Johnny Depp Spreads Blame for Vanished Fortune to Showbiz Lawyer

Johnny Depp Spreads Blame for Vanished Fortune to Showbiz Lawyer
Actor Johnny Depp gestures while being honored during the Disney Legends Awards at the D23 Expo 2015 in Anaheim, California, U.S. (Photographer: Patrick T. Fallon/Bloomberg)

(Bloomberg) -- Johnny Depp added his longtime entertainment lawyer to the list of people he says are to blame for his vanished fortune and wants $30 million in contingency fees paid over the past 18 years returned.

The star of Walt Disney Co.’s “Pirates of the Caribbean” franchise -- which has garnered about $4.5 billion in box-office sales globally -- sued Jacob Bloom on Tuesday for malpractice, among other claims. Depp says the lawyer was in cahoots with his former business managers at the Management Group, who the actor is already suing for allegedly mismanaging hundreds of millions of dollars he made.
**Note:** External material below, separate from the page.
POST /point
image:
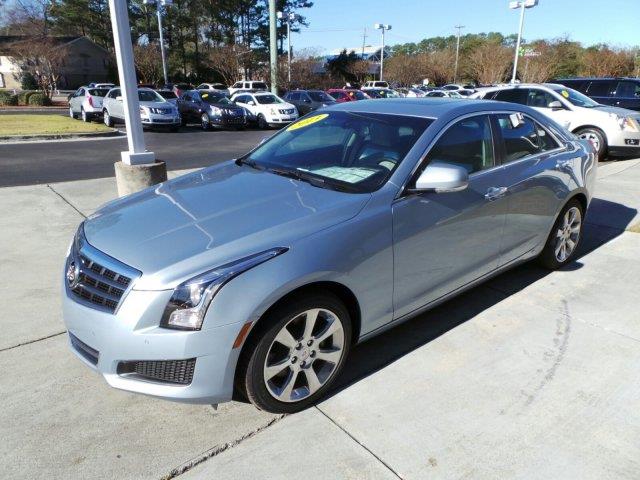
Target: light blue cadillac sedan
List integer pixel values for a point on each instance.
(254, 277)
The legal fallout between Depp and his former advisers has provided a rare glimpse into dealings between megastars and the people they entrust with running their business and private life.

Specifically, the 54-year-old actor claims, Bloom helped arrange a predatory, “hard money” loan that has been sucking up his residuals from six movies while his business manager and lawyer were still getting their cut from his share of the movies.
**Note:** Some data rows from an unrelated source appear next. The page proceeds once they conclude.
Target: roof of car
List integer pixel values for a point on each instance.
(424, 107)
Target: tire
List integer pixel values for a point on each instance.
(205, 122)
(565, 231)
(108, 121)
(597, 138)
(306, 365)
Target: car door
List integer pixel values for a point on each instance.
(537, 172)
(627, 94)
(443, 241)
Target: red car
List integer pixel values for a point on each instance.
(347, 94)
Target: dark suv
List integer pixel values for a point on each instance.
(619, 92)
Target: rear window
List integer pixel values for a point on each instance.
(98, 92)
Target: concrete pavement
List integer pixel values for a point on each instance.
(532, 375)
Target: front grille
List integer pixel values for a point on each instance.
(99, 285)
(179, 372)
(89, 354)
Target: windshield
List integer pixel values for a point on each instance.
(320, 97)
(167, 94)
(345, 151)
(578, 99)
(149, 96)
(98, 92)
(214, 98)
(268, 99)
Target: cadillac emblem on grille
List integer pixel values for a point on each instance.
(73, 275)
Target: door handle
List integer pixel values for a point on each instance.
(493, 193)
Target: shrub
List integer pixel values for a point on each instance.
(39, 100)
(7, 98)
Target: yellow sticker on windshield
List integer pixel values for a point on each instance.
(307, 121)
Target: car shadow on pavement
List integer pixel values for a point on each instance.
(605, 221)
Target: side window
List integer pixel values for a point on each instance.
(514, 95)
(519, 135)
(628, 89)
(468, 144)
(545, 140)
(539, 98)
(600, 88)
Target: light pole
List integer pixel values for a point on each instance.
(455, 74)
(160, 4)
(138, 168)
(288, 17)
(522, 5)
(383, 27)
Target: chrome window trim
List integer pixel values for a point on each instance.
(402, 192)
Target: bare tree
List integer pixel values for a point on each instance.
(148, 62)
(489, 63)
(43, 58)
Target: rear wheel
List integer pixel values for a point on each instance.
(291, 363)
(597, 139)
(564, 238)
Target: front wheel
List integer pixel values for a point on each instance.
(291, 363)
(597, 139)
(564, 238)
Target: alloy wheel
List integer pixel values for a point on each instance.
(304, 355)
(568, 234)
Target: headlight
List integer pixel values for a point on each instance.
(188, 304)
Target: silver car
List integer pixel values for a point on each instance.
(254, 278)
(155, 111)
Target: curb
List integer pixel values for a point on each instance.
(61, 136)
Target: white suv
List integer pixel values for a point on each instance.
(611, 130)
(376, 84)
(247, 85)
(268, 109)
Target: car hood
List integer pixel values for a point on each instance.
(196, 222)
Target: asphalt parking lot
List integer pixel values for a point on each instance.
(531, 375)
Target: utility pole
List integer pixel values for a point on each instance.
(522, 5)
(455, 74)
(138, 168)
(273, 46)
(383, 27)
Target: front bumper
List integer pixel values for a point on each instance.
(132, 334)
Bloom and the Management Group “structured the loan, without the legally required disclosures to Mr. Depp, as a vehicle to provide themselves with immediate priority to millions of dollars of voidable contingency fees tied to the success of Mr. Depp’s film residuals,” all before Mr. Depp received a cent, according to the complaint filed in Los Angeles.

Bloom didn’t immediately return a call for comment on the allegations.

After Depp sued his former business managers in January for mismanagement and negligence, the Beverly Hills-based Management Group fired back, claiming the actor repeatedly ignored their advice that his $2-million-a-month lifestyle, including $30,000 just for wine, wasn’t sustainable.

Depp’s over-the-top outlays have included a 45-acre chateau in the South of France, a chain of islands in the Bahamas, a 150-foot (46-meter) luxury yacht, art works by Andy Warhol and Gustav Klimt, 70 collectible guitars, 40 full-time employees around the world and a specially made cannon that he used to blast the ashes of Hunter Thompson over Aspen, Colorado, according to his former business managers.

The case is Depp v. Bloom Hergott Diemer Rosenthal LaViolettte Feldman Schenkman & Goodman LLP, BC680066, California Superior Court, Los Angeles County (Los Angeles).